Zekerheidstelling als voorwaarde voor uitvoerbaar-bij-voorraadverklaring. Hof bepaalt dat schuldeiser hieraan kan voldoen door de deurwaarder de executieopbrengst rechtstreeks, dat wil zeggen zonder dat die op enig moment onvoorwaardelijk deel gaat uitmaken van het vermogen van de schuldeiser, op een kwaliteitsrekening te doen plaatsen ten titel van zekerheidstelling, totdat het hof hierover anders beslist.

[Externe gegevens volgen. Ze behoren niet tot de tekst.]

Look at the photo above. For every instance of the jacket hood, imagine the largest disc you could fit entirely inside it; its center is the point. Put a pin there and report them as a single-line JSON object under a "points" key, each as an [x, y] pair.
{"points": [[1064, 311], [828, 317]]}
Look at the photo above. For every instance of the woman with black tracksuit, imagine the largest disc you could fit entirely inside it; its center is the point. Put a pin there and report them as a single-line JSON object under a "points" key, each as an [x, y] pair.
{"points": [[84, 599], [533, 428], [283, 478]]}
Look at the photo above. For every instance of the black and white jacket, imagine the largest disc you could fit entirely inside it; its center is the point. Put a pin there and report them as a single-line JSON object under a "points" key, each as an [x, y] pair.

Zaaknummer rechtbank : C/09/622648 / HA ZA 21-1119
Arrest in het incident van 2 juli 2024
in de zaak van
Eurofins Salux B.V.,
gevestigd in Leiden,
appellante,
eiseres in het incident,
advocaat: mr. V.H.B. Kruit, kantoorhoudend in Utrecht,
tegen
Testcoronanu B.V.,
gevestigd in Nieuwegein,
verweerster in zowel de hoofdzaak als het incident,
advocaat: mr. J.Ph. de Korte, kantoorhoudend in Amsterdam.
Het hof zal partijen hierna Eurofins en TCN noemen.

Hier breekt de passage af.